Surgery made Will partial to ether. Assisting Dr. Wood, he was often assigned the role of anesthetist. He’d apply Squibb’s ether to the patient with a cone made of newspaper, a towel, and a wad of cotton. He filched small quantities and brought them home to Fulton Street for use in making collodion, and for sniffing. He liked to sit with all the lights out but the curtains open, and take little whiffs of ether until he passed into a dreamless black sleep.
It was better than hooking arteries or bowel, this ether-duty. Will never got sleepy administering the ether, but he sometimes developed a carefree attitude during the course of an operation. It made him bold.
“Doctor,” he said to a senior assistant during a multiple amputation, “please stay away from the patient’s head. You will cause her to combust.” The assistant had a lit cigar wedged between his teeth.
“She says her mother was frightened by an elephant when she was pregnant,” said Dr. Wood. The blond-headed girl on the table had been born with an extra finger and seven extra toes. Dr. Wood was pruning the girl to a better life. Whenever anyone noticed her finger she had suffered fits of hysterical blindness and St. Vitus’s dance. “What do you think of that, Mr. Woodhull?”
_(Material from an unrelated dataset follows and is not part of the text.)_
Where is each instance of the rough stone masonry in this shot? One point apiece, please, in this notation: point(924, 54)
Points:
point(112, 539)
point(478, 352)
“I think elephants are formidable creatures, sir,” said Gob. “I think it is sensible to fear them.” Dr. Wood laughed too long and too loud. Gob’s hands, dexterous despite the congenital absence of one finger, were educated while Will looked on, wondering if his friend couldn’t take the girl’s extra finger as a replacement for his own. It didn’t seem beyond him. Under Dr. Wood’s tutelage, Gob tied off arteries and sewed up wounds, and once even opened up a skull with a Hey’s saw. Will would have liked to do some cutting of his own, but Dr. Wood seemed unlikely ever to let him. He often looked scornfully at Will’s big mashers and said, “Those are not the hands of a surgeon.”
Many nights, Gob and Will would sit up with fresh amputees, watching over their wounds for signs of secondary hemorrhage. The patients would be arranged in their beds in a circle around the two students, with their stumps facing inward. Gob and Will would sit back to back, observing the stumps.
“I think blood is beautiful,” Gob said during one such vigil.
“You wouldn’t,” said Will, “if you’d ever been covered in it for days. It loses its charm.”